Les sénateurs ont donc choisi, contre l’avis du gouvernement, de voter un amendement pour instituer un VM régional, lors des premières discussions sur le projet de loi de finances, en novembre. Un amendement « visant à donner aux régions une ressource financière dédiée à leur rôle de chef de file de la mobilité ». 

Cet amendement – assez compliqué – permettrait aux régions et à la collectivité de Corse de voter un versement mobilité plafonné à 0,2 % de la masse salariale des entreprises de onze salariés et plus. Il est clairement écrit dans l’exposé des motifs de l’amendement – mais beaucoup moins clairement dans l’amendement – que ce prélèvement nouveau se ferait « sans préjudice du VM perçu le cas échéant par chaque AOM sur son ressort territorial ». C’est ici que la rédaction de l’amendement est complexe : il est à fois écrit que le VM régional serait perçu « sur l’ensemble du territoire de la région », mais « sans préjudice »  du VM perçu par les AOM locales. Si ce dispositif subsiste, il faudra l’expliquer plus clairement : y aura-t-il un « double VM »  dans les autorités organisatrices locales, un pour la région et un pour l’AOM ? Ou le VM régional ne s’appliquera-t-il qu’à l’extérieur du ressort des AOM locales ? L’amendement prévoit d’ailleurs que la région puisse moduler, voire porter à zéro, le montant du VM régional dans chaque EPCI – cela s’appliquera-t-il à ce cas d’espèce ? Pour l’instant, pas de réponse claire à ces questions. 

Autre point important de cet amendement : l’obligation pour les régions de reverser 10 % du produit du VM régional aux AOM au prorata de leur population. Là encore l’amendement est peu clair – on ne comprend pas si ce reversement est réservé aux communautés de communes ou non.

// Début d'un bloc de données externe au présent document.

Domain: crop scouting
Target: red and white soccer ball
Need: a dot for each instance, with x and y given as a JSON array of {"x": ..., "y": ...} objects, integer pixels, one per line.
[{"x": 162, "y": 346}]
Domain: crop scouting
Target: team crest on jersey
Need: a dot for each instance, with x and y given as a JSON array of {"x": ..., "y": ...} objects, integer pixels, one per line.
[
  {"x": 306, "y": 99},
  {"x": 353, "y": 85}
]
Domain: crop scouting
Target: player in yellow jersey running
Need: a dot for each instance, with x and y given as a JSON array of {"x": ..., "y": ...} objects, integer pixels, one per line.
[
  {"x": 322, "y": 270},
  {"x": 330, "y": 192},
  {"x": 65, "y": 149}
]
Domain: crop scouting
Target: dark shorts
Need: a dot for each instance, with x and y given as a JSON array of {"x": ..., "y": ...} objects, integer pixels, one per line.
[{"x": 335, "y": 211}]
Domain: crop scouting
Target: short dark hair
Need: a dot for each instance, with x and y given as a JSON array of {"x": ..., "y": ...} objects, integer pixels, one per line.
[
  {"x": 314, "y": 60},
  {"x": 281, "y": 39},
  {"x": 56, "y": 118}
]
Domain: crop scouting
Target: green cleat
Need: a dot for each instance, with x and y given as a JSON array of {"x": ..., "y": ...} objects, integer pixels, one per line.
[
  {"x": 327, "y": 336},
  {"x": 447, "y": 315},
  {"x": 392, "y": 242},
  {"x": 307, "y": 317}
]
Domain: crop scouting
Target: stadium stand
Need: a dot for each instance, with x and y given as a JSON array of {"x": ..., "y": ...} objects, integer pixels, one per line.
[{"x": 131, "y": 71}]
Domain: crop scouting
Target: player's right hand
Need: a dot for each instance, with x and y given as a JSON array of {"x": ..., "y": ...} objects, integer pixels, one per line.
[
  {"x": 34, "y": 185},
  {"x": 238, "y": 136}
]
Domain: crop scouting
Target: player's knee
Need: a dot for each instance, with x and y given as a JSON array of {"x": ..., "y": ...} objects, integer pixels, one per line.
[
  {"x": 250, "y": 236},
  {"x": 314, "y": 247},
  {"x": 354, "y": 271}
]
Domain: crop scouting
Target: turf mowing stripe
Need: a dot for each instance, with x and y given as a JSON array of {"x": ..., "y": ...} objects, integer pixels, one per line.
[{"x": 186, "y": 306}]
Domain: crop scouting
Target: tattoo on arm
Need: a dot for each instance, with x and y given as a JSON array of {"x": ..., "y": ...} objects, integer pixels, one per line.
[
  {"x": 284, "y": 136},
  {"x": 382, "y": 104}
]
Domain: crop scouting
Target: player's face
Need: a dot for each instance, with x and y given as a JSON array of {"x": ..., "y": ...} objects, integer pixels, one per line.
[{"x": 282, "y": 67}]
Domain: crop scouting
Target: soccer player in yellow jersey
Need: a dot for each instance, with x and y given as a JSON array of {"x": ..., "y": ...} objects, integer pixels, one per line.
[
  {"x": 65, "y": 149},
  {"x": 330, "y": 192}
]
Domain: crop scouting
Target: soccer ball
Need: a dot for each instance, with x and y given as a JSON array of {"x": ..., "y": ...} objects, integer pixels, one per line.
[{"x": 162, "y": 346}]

Dans l’exposé des motifs, il est simplement indiqué que « dans la répartition de cette enveloppe, il importe que les régions soient attentives à la situation des AOM des zones peu denses disposant de bases fiscales trop faibles – et donc d’un rendement de VM insuffisant – pour financer des projets de mobilité ». 

Les auteurs de cet amendement ont chiffré à 500 millions d’euros le rendement maximum de cette nouvelle taxe. 

Par ailleurs, les sénateurs ont voté au même moment un amendement permettant aux AOM concernées par la réalisation d’un RER métropolitain (Serm) de rehausser le plafond du VM de 0,2 point, mais seulement pour les entreprises de plus de 50 salariés. 

« Fragilisation »  et « concurrence » 

Naturellement, ces dispositions ont provoqué l’ire du Medef, qui avait aussitôt réagi en plaidant que cette mesure nuirait « à la compétitivité des entreprises »  et qui demande aux collectivités de « trouver d’autres ressources pour financer l’offre de transports ». 

Plus récemment, le 27 janvier, ce sont les associations Intercommunalités de France et France urbaine qui ont pris la plume pour demander à François Bayrou de bloquer la création de ce VM régional, qui aurait « des conséquences graves »  pour les villes et intercommunalités. Les deux associations se montrent choquées de ne pas avoir été associées aux discussions sur ce sujet, alors qu’elles représentent « des acteurs majeurs des mobilités de proximité », et estiment que la création du VM régional « fragiliserait la seule ressource dont elles disposent pour financer leurs actions de développement des transports publics ».

Les deux associations estiment en outre que créer un VM régional « mettrait les collectivités en concurrence les unes avec les autres sur une ressource déjà en tension ». 

De leur côté, les régions mènent une ardente campagne auprès du Premier ministre pour que ces dispositions soient maintenues lors de la CMP.

Ironie de l’histoire : le sénateur co-signataire de ces amendements adoptés en novembre au Sénat est un certain… Philippe Tabarot, aujourd’hui ministre des Transports du gouvernement Bayrou. On peut imaginer qu’il fait partie, au sein du gouvernement, de ceux qui plaident pour le maintien de ces dispositions – à la différence du ministre de l’Économie, Éric Lombard, qui s’est dit « réservé », au nom de la compétitivité des entreprises. 

On saura qui, des régions ou des intercommunalités, aura remporté ce bras de fer, à l’issue de la commission mixte paritaire qui a débuté – pour combien de temps ? – ce matin à 9 h 30.